Il consigliere Reviglio interviene ricordando la delibera del 2009 e fa presente che in seguito all’aumento dell’indennità ai Sindaci, ad Avigliana l’indennità non è stata aumentata come invece in un Comune confinante: anzi c’è stata una riduzione. Segnala inoltre che sarebbe utile capire qual è l’ammontare complessivo risparmiato dalle Amministrazioni che sono state in carica negli ultimi 25 anni.

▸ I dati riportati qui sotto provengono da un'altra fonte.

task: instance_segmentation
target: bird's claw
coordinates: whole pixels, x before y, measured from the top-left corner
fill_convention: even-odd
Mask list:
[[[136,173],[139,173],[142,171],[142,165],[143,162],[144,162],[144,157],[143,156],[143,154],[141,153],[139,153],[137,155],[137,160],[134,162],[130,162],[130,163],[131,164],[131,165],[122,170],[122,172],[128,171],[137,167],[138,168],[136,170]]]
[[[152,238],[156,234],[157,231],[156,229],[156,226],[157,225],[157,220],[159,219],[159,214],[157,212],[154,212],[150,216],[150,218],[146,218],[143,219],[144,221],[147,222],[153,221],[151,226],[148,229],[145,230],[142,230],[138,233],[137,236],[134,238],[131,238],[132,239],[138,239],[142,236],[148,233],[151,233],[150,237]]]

La mozione viene respinta con 11 voti contrari, due favorevoli e un astenuto.

ORDINE DEL GIORNO

  1. Comunicazioni
  2. approvazione verbali consiglio comunale 19/11/2018
  3. indennità di carica al presidente del consiglio comunale per l’anno 2019
  4. attribuzione gettone di presenza ai consiglieri comunali per la partecipazione alle sedute del Consiglio comunale nonché gettone di presenza per la partecipazione alle sedute delle commissioni previste per legge anno 2019
  5. approvazione documento unico di programmazione (d.u.p.) 2019/2021
  6. bilancio di previsione per gli esercizi 2019/2021. approvazione
  7. comunicazione delle variazioni alle dotazioni di competenza e di cassa e dei prelievi fondi adottate dalla giunta comunale nel periodo successivo al 2/10/2018
  8. razionalizzazione delle partecipazioni pubbliche detenute al 31 dicembre 2017, adozione del provvedimento
  9. zona naturale di salvaguardia della Dora Riparia – approvazione della convenzione tra Comuni per la gestione tecnica e amministrativa
  10. gestione in forma associata dello sportello unico per le attività produttive – Suap – da parte dell’Unione montana Valle Susa. Scioglimento anticipato convenzione 2017/2019 e approvazione nuova convenzione per il periodo 1 gennaio 2019 – 31 dicembre 2028
  11. consulta delle borgate. approvazione regolamento
  12. ordine del giorno in occasione del 70esimo anniversario della Dichiarazione universale dei diritti umani (1948 – 2018) presentato dal gruppo consiliare Avigliana Città Aperta
  13. mozione presentata dal gruppo consiliare Adesso Avigliana avente per oggetto: “Riduzione delle indennità di carica di sindaco, assessori e presidente del consiglio nella misura del 10% al fine di costituire un fondo con finalità sociale o a supporto delle attività di associazioni del settore socio-assistenziale
  14. ordine del giorno presentato dal gruppo consiliare Comitato progetto per Avigliana avente per oggetto: legge per l’acqua pubblica
  15. interrogazione presentata dal gruppo consiliare Movimento 5 stelle Avigliana avente per oggetto: viabilità
  16. interrogazione presentata dal gruppo consiliare Adesso Avigliana avente ad oggetto: nuovo centro commerciale in città. Incontri pubblici del 30 novembre scorso, presso la Fabrica, per la presentazione delle figure professionali richieste nel supermercato Conad e oggettive competenze dell’Ente locale in merito alle eventuali assunzioni
  17. interrogazione presentata dal gruppo consiliare Adesso Avigliana avente per oggetto: variante 47 al piano regolatore generale, risultati e possibili ridefinizioni migliorative
  18. interrogazione presentata dal gruppo consiliare Adesso Avigliana avente per oggetto: compensazioni Torino – Lione, posizione dell’Amministrazione, anche in riferimento alla dichiarazione del sindaco di Susa e presidente dell’Unione montana dei Comuni, Sandro Plano.